I know what we did was wrong. I know. I'm not really sure what we were thinking. Right now, when it comes to George, I'm completely clueless. And it's just so… weird. We've always been on the same wavelength, but now…

It's hard to listen to a hard hard heart

Beating close to mine

Pounding up against the stone and steel

Walls that I won't climb

Sometimes a hurt is so deep deep deep

You think that you're gonna drown

Sometimes all I can do is weep weep weep

With all this rain falling down

It was a mistake. It was. I know this. But… It wasn't… a horrible one. I don't know what I expected to happen when we continued doing what we were doing. I don't know what I expected to happen when Callie found out. I was too caught up in the moment… And in feeling. Really feeling.

Strange how hard it rains now

Rows and rows of big dark clouds

When I'm holding on underneath this shroud

Rain

Meredith says I should just give George time. She is the queen of dark and twistyness. Although, I'm beginning to think that I could give her a run for her crown. When did that happen? I never thought of myself as dark and twisty until now.

Its hard to know when to give up the fight

Two things you want will just never be right

Its never rained like it has tonight before

Now I don't wanna beg you baby

For something maybe you could never give

I'm not looking for the rest of your life

I just want another chance to live

So I'm trying to give him time. Be his friend. He even said something about giving him time. So I've been backing off, except for the day after he got trashed. But I was worried about him. Seriously, no one can out drink Mer, and anyone who tries always ends up bedridden the next day. Well, more like bathroomridden. If that makes sense. Bedridden but in the bathroom. Stuck in the bathroom.

Strange how hard it rains now

Rows and rows of big dark clouds

When I'm holding on underneath this shroud

Rain

Anyway. That's not the point. The point is… Who am I kidding? George doesn't want me. That's why he didn't answer me. So, not only am I giving him time… I'm letting him go. Except for the friendship.

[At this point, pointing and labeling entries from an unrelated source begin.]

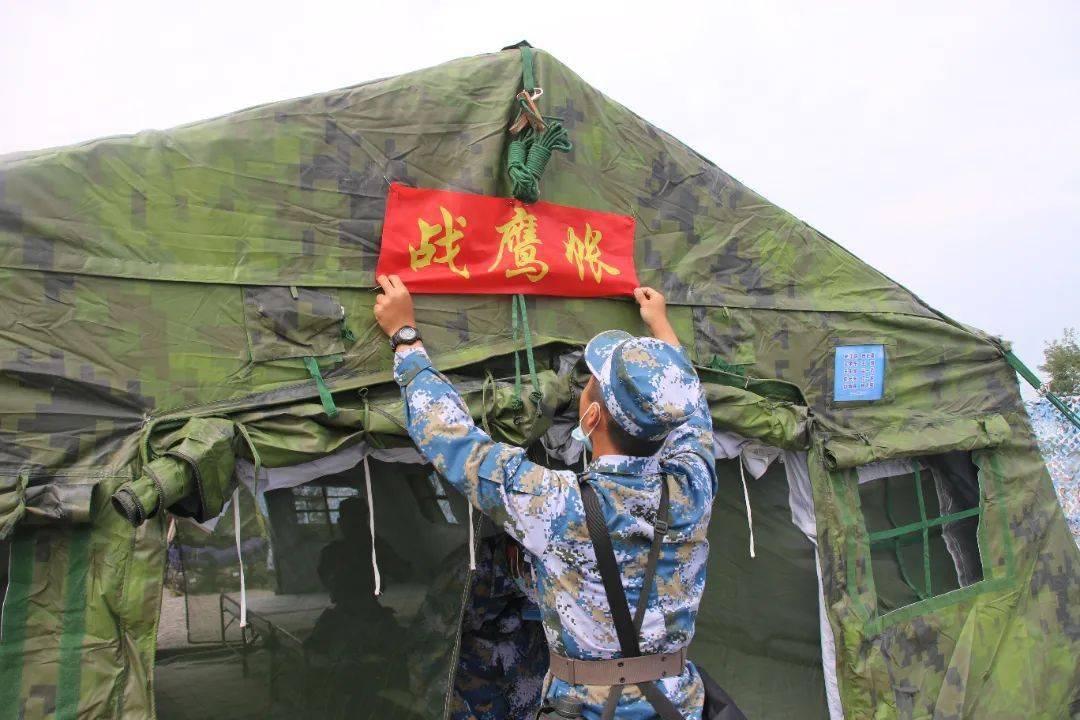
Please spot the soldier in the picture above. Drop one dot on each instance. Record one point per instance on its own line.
(502, 659)
(645, 419)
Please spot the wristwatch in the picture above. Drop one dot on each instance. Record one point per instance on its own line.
(404, 336)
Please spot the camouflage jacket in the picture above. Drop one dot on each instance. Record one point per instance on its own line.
(541, 508)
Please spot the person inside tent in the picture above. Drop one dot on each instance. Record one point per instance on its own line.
(651, 480)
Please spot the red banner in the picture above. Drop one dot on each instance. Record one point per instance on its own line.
(446, 242)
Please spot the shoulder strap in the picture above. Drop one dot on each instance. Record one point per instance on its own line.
(626, 628)
(609, 572)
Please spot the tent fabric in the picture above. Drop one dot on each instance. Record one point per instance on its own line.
(800, 500)
(148, 280)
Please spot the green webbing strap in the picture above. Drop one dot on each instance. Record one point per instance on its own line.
(69, 673)
(528, 77)
(16, 610)
(520, 324)
(529, 150)
(926, 533)
(898, 543)
(1025, 372)
(324, 392)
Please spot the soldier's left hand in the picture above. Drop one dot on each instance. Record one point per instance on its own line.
(393, 308)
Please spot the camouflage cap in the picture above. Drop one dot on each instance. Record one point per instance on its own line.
(648, 385)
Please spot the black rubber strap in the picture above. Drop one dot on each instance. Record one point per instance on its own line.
(625, 628)
(659, 530)
(609, 572)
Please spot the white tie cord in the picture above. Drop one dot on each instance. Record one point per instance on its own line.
(750, 515)
(370, 525)
(240, 557)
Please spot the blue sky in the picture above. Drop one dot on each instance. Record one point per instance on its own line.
(941, 146)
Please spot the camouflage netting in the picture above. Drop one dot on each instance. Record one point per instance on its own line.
(147, 320)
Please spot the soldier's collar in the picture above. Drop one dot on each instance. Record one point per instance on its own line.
(625, 465)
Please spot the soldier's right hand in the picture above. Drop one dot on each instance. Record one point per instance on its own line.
(655, 314)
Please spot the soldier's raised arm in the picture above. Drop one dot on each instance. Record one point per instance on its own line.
(497, 478)
(690, 445)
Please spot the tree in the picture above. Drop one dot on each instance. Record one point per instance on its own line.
(1063, 364)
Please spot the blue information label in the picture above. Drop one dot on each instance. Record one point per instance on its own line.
(859, 374)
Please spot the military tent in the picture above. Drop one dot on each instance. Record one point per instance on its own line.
(186, 318)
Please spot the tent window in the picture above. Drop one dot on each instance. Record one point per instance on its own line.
(318, 504)
(922, 517)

Strange how hard it rains now

Rows and rows of big dark clouds

When I'm holding on underneath this shroud

Rain

I need him to make it through day-to-day life. And the fact that my daughter needed a bone marrow transplant… He may need time, but I need him right now. He stood by me when they took out the bone marrow for my daughter. That's when I knew. I need George to make it through. Even if it's only as a friend.

Strange how hard it rains now

Rows and rows of big dark clouds

When I'm still alive underneath this shroud

Rain Rain Rain

She said that she doesn't want to know me. She's not strong enough right now. Who am I kidding? Neither am I. That doesn't mean that I didn't want her to want me.